At least four people were killed in a separate drone strike later near Mir Ali, the main town of the North Waziristan tribal region.America's use of drones against militants in Pakistan has increased substantially under President Barack Obama and the programme has killed a number of top militant commanders over the past year.
But the drone strikes are extremely contentious in Pakistan, seen as an infringement on the country's sovereignty. And while the US maintains that it targets militants, many Pakistanis complain that innocent civilians have also been killed.
Nazir's killing could cause even more friction in the already tense relations between Washington and Islamabad. Pakistan is believed to have struck a non-aggression pact with Nazir ahead of its 2009 military operation against militants in South Waziristan.
Fighters under Nazir's command focused their attacks on American forces in neighbouring Afghanistan. But many in Pakistan's military viewed Nazir and militant chiefs like him as "good Taliban," meaning they focus attacks only on foreign forces in Afghanistan, keeping domestic peace by not attacking Pakistani targets.
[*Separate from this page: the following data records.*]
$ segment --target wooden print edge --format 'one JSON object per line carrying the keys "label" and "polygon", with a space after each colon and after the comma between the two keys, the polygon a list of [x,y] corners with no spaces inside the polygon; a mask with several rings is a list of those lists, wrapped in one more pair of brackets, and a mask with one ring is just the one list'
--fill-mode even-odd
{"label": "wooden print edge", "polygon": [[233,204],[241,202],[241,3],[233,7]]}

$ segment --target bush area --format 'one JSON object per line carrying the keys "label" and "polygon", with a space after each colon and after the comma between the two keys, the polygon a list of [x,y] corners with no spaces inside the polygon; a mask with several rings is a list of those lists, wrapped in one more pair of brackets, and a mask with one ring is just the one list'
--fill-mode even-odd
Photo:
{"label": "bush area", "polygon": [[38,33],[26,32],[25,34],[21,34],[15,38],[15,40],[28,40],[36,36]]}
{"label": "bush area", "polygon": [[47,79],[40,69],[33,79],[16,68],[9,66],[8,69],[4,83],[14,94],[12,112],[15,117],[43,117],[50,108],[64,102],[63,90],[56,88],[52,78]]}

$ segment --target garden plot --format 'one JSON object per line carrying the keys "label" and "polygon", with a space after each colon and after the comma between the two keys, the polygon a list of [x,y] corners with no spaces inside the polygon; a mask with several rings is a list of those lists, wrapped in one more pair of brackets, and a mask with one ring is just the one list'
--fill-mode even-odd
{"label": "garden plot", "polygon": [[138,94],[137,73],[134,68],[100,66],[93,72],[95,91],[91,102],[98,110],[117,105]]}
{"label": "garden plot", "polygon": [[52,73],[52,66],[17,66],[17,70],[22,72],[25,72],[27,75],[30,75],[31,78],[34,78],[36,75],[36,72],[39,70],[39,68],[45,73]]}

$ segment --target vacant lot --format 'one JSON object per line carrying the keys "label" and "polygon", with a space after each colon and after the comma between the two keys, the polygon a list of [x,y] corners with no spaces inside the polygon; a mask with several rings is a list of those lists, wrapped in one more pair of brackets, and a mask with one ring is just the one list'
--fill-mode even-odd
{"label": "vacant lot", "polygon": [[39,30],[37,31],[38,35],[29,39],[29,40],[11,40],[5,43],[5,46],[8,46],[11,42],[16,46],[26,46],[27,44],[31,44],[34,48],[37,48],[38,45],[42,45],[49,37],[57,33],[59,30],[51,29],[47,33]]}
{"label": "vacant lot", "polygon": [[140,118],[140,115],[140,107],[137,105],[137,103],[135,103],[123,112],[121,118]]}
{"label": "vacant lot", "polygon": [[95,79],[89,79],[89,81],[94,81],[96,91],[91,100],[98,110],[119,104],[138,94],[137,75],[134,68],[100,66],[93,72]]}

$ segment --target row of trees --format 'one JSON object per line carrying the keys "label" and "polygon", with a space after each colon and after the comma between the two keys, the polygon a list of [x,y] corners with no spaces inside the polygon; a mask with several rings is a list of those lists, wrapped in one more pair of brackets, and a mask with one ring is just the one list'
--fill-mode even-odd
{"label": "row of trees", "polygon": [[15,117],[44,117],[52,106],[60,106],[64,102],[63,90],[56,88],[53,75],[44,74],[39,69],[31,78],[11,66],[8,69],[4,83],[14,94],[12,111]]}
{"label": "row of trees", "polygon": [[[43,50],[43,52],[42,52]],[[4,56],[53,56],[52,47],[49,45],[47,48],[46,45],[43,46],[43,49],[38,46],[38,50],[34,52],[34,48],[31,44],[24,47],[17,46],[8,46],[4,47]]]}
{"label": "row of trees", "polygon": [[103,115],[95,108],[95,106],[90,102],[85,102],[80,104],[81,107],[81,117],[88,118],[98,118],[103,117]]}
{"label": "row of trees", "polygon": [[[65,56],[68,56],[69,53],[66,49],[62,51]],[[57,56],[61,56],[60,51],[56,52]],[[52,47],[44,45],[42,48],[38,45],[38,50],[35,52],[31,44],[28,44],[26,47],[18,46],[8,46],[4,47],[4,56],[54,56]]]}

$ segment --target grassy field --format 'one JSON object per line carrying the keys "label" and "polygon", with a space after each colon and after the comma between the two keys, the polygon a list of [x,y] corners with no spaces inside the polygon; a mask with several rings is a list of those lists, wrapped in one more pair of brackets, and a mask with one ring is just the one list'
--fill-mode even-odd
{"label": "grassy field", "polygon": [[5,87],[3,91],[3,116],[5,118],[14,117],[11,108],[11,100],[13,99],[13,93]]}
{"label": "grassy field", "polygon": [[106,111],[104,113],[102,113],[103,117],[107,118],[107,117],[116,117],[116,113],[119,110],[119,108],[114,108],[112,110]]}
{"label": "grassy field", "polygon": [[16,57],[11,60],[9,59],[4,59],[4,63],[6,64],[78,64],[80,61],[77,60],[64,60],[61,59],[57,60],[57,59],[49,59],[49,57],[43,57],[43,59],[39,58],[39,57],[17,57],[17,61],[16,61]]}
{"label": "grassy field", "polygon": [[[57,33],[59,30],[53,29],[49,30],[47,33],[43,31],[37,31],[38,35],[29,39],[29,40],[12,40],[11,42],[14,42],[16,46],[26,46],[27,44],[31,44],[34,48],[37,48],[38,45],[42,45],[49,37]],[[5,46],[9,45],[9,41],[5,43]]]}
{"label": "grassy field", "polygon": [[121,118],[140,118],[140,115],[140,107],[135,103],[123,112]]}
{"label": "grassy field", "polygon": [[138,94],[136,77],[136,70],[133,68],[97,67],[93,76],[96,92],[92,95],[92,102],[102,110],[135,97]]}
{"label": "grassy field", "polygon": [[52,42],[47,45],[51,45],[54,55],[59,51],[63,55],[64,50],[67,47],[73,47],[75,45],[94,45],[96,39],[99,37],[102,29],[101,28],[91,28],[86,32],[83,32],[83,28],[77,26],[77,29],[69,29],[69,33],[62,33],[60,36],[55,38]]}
Nazir outraged many Pakistanis in June when he announced that he would not allow any polio vaccinations in territory under his control until the US stops drone attacks in the region.
Pakistan is one of three countries where polio is still endemic. Nine workers helping in anti-polio vaccination campaigns were killed last month by militant gunmen and the killings this week of five female teachers and two aid workers may also have been linked to their work on the polio campaigns.
Residents in Angoor Adda and Wana, the biggest town in South Waziristan, said mosque loudspeakers announced Nazir's death. One resident, Ajaz Khan, said 5,000 to 10,000 people attended the funeral of Nazir and six other people in Angoor Adda. A resident who attended the funeral said Nazir's body was badly burned and his face unrecognisable.
Nazir was active in many parts of Afghanistan and had close ties with Arab members of al Qaida as well as the Afghan Taliban, said Mansur Mahsud, the head of the Islamabad-based FATA Research Centre, which studies the tribal regions."His death is a great blow to the Afghan Taliban," he said.